Pre-doctoral school in QUANTITATIVE BIOLOGY

July 8th- 19th, 2019 | IFOM, Milan - Italy

Single cell dynamics

Course description

-Second week module-

The physiological state of a cell is largely defined by the set of genes that are switched on and off. The activation state of genes is a function of external stimuli, but also of the activation state of other genes. In other words, cells’ behavior is determined by complex networks whose nodes are genes that respond to external and internal cues.

When we talk generically about 'cells', however, we are making a big assumption. A cell population is formed by thousands of cells (organisms even more). The behavior of each individual cell is quite hard to follow, while it is much easier to study the average behavior. Indeed, a large part of the experiments performed in laboratories are done in the assumption that the average behavior of a cell population also represents the behavior of its individual components. The average assumption is many times correct, but it can also be very wrong.
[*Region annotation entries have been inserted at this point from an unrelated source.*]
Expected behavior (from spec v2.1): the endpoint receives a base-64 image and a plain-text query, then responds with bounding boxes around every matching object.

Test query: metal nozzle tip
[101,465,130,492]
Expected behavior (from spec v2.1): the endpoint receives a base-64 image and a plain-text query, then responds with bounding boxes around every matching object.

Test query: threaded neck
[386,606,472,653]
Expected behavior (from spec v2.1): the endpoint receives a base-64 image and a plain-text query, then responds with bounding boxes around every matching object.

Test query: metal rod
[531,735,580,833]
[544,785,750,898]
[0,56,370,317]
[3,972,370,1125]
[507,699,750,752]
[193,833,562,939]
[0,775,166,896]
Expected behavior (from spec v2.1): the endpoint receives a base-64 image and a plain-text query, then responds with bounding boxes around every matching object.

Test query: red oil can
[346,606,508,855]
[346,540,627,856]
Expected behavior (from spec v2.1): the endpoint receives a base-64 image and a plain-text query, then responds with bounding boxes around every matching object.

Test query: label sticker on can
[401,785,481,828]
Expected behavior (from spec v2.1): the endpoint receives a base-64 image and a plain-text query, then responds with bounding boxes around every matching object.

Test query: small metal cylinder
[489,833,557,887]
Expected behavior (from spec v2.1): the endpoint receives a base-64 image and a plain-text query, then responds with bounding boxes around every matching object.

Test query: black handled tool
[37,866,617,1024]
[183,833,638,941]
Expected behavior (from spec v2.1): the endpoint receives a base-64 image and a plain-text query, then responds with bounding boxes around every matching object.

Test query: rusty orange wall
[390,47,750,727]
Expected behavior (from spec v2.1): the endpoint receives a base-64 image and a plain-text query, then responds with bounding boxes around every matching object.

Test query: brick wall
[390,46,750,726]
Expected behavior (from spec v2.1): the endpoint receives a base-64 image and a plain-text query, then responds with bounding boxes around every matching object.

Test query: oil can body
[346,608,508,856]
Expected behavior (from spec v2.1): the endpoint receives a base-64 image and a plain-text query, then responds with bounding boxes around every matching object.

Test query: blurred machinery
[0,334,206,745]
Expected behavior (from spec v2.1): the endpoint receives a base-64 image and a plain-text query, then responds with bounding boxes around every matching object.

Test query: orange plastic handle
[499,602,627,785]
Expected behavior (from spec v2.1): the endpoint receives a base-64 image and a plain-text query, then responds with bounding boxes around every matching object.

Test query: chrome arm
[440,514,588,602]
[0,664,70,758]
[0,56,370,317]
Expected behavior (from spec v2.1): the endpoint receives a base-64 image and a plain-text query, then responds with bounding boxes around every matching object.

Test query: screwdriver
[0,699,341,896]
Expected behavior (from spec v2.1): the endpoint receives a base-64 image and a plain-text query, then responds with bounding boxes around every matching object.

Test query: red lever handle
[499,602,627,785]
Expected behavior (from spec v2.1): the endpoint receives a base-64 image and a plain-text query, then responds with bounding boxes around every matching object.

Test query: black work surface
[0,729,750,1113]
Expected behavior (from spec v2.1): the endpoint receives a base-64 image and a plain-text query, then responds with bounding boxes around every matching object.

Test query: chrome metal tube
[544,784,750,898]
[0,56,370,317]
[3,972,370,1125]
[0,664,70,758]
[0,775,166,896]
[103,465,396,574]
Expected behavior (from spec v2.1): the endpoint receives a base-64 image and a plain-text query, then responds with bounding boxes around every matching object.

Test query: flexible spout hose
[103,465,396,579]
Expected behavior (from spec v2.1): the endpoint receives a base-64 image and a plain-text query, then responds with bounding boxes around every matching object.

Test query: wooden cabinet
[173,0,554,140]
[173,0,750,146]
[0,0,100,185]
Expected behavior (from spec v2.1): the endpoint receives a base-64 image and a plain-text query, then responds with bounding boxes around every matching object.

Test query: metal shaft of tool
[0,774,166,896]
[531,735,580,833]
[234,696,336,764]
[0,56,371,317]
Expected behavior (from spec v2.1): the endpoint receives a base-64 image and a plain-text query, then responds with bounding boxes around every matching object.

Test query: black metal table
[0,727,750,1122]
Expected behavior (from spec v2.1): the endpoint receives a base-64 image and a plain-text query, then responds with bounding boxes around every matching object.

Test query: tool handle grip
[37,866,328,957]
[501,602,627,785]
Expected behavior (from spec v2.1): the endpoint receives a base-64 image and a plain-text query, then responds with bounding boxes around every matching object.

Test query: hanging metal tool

In this module, we will show one particular case where the average population behavior differs dramatically from what individual cells actually do. We will do so in the context of the mitotic checkpoint, a surveillance pathway that monitors chromosome segregagtion at cell division.


Andrea Ciliberto

IFOM, The FIRC Institute of Molecular Oncology Foundation

Guest Lecturer:

Diego di Bernardo was awarded a “Laurea cum laude” Degree in Electronic Engineering from the University of Naples "Federico II" in January 1997. In June 2001 he was awarded a Ph.D. degree from the University of Newcastle, UK, with the supervision of Prof. Alan Murray. His Ph.D. thesis describes an experimental and computational approach to cardiac repolarisation and T wave morphology. From June 2002 to December 2002 he was a PostDoc in the lab of Prof. James Collins at the Department of BioEngineering in Boston University. In 2003 he joined the Telethon Institute of Genetics and Medicine in Naples (Italy) where he became Director of the Functional Genomics and Systems Biology Research Program in 2007. His research interests are in systems and synthetic biology with particular emphasis in reverse-engineering of gene networks to elucidate disease gene function and the mode-of-action of novel pharmacological compounds, and building novel synthetic circuits to modulate gene expression.